California Med Schools Get Telemed Money. California voters approved in November 2006 Proposition 1D, a $10.4 billion education bond that will deliver $200 million to expand telemedicine capabilities at five University of California medical schools. According to UC Vice President Lawrence Hershman, plans for specific utilization of the funds have yet to be cemented, and the medical schools will return for legislative approval once their plans are firmed. The UC San Diego medical school has indicated it expects $35 million in bond funds that it may dedicate to building a new on-campus telemed center and assembling faculty-doctor teams for six underserved areas.

Phoenix Rising. The Phoenix Project is a $70 million endeavor that will allow the University of Chicago Hospitals to replace their current but aging EMR technology with a new EMR from Epic Systems. The organization took nearly a year to make its decision and award the contract, and will implement an incremental roll out over the next two or three years in an effort not to instantly overwhelm clinical staff with new technology.

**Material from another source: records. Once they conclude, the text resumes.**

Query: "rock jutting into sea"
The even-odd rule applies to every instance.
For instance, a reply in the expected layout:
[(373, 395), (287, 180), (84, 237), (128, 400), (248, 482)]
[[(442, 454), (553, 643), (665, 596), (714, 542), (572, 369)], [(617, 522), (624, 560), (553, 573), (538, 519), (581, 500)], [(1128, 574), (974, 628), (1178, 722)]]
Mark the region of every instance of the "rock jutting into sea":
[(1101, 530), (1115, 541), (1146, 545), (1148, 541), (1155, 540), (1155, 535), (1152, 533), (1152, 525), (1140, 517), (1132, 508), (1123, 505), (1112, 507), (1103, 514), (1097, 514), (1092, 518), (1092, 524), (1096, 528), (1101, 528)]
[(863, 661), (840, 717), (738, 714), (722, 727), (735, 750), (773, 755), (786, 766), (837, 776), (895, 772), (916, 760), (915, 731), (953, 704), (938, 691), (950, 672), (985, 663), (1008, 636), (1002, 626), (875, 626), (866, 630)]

New Web Site for St. Louis Consumers. SSM Health Care-St. Louis, an integrated delivery network of seven hospitals, nearly 2,000 staff physicians and more than 10,000 employees, has launched a new Web site for local patients, offering easy-to-read information on hospital quality scores for heart attack or heart failure care, pneumonia care and surgical infection rates within hospitals. The data applies to the network’s five adult, acute-care hospitals. The data, tracked by the Centers for Medicare and Medicaid and the Joint Commission on the Accreditation of Healthcare
Organizations, is updated twice a year by SSM Health Care-St. Louis. View the Web site at www.ssmhealth.com/quality.